Thank you
#1
by sousekd - opened
Thank you @anikifoss .
Still catching up on "older" models :).
Obligatory benchmark, Epyc 9355 + RTX 5090:
./llama-sweep-bench \
--model "$MODEL_PATH" \
--no-mmap \
-mla 3 -fa -fmoe \
-amb 512 -b 4096 -ub 4096 \
-ctk f16 -c 98304 \
-ngl 999 -ot exps=CPU \
--threads 16 \
--threads-batch 28 \
--warmup-batch
| PP | TG | N_KV | T_PP s | S_PP t/s | T_TG s | S_TG t/s |
|---|---|---|---|---|---|---|
| 4096 | 1024 | 0 | 18.667 | 219.43 | 60.762 | 16.85 |
| 4096 | 1024 | 4096 | 19.121 | 214.22 | 61.478 | 16.66 |
| 4096 | 1024 | 8192 | 19.661 | 208.33 | 62.508 | 16.38 |
| 4096 | 1024 | 12288 | 20.140 | 203.37 | 63.698 | 16.08 |
| 4096 | 1024 | 16384 | 20.860 | 196.36 | 63.808 | 16.05 |
| 4096 | 1024 | 20480 | 21.245 | 192.79 | 63.840 | 16.04 |
| 4096 | 1024 | 24576 | 21.928 | 186.80 | 65.525 | 15.63 |
| 4096 | 1024 | 28672 | 22.327 | 183.45 | 65.572 | 15.62 |
| 4096 | 1024 | 32768 | 23.053 | 177.68 | 66.077 | 15.50 |
| 4096 | 1024 | 36864 | 23.855 | 171.70 | 66.342 | 15.44 |
| 4096 | 1024 | 40960 | 24.469 | 167.39 | 66.464 | 15.41 |
| 4096 | 1024 | 45056 | 24.667 | 166.05 | 68.073 | 15.04 |
| 4096 | 1024 | 49152 | 25.231 | 162.34 | 68.208 | 15.01 |
| 4096 | 1024 | 53248 | 25.736 | 159.16 | 68.262 | 15.00 |
| 4096 | 1024 | 57344 | 26.515 | 154.48 | 68.810 | 14.88 |
| 4096 | 1024 | 61440 | 26.746 | 153.15 | 69.033 | 14.83 |
| 4096 | 1024 | 65536 | 27.611 | 148.35 | 70.796 | 14.46 |
| 4096 | 1024 | 69632 | 28.135 | 145.59 | 70.817 | 14.46 |
| 4096 | 1024 | 73728 | 28.682 | 142.81 | 70.902 | 14.44 |
| 4096 | 1024 | 77824 | 29.241 | 140.08 | 71.426 | 14.34 |
| 4096 | 1024 | 81920 | 29.827 | 137.32 | 71.585 | 14.30 |
| 4096 | 1024 | 86016 | 30.382 | 134.82 | 71.913 | 14.24 |
| 4096 | 1024 | 90112 | 31.014 | 132.07 | 73.761 | 13.88 |
| 4096 | 1024 | 94208 | 31.552 | 129.82 | 73.224 | 13.98 |
Thanks again for sharing!
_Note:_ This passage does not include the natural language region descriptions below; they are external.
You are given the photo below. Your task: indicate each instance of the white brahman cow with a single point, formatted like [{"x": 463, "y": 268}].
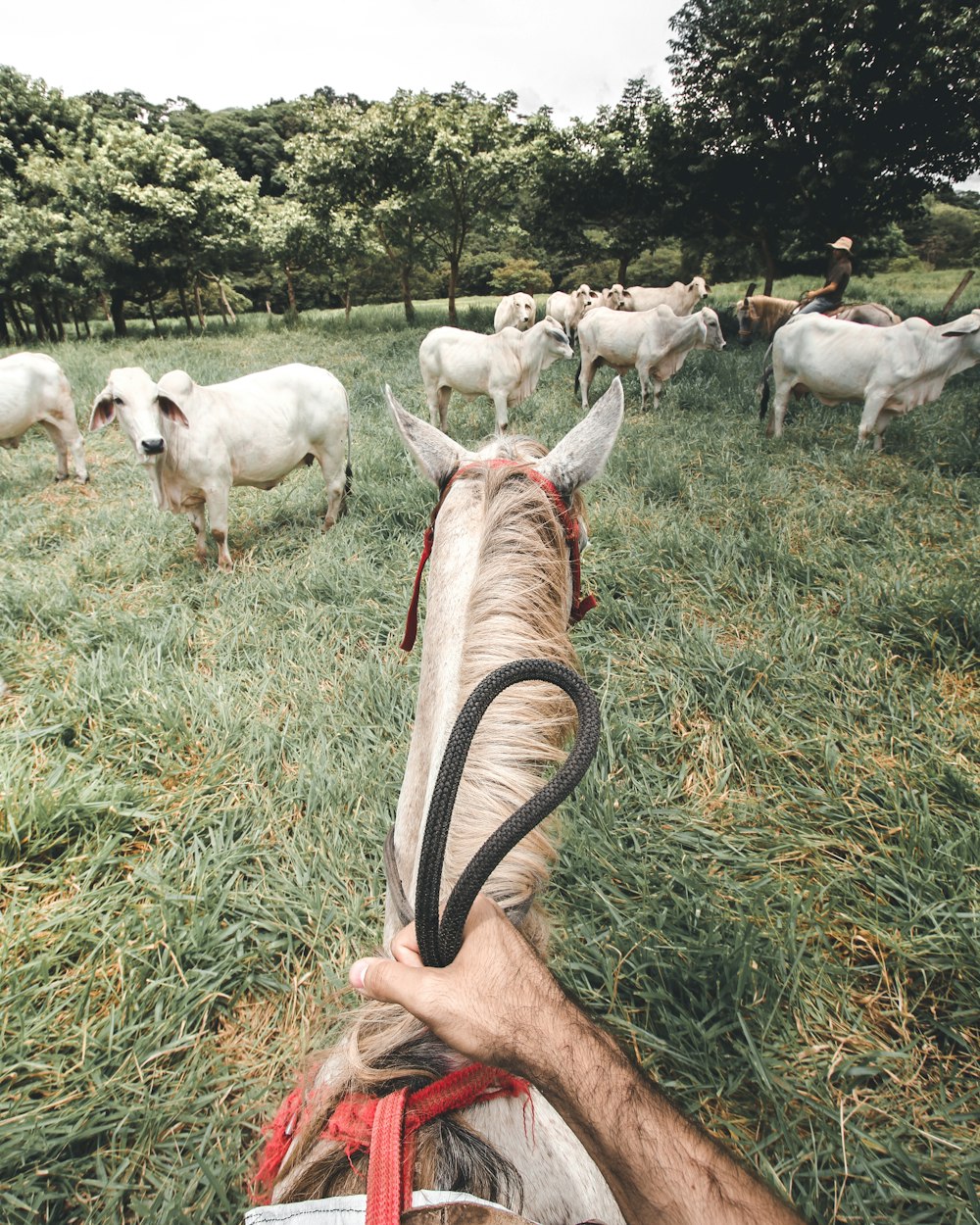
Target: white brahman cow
[
  {"x": 613, "y": 298},
  {"x": 34, "y": 391},
  {"x": 891, "y": 370},
  {"x": 680, "y": 298},
  {"x": 655, "y": 342},
  {"x": 505, "y": 367},
  {"x": 568, "y": 309},
  {"x": 196, "y": 442},
  {"x": 514, "y": 310}
]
These are great numbers... I can finally see how Kimi's lower compute requirements result in more tokens per second on larger contexts.
For some reason, Kimi-K2 performs slightly worse than DeepSeek on my 8-channel setup. Looks like the RAM bandwidth can be a very limiting bottleneck.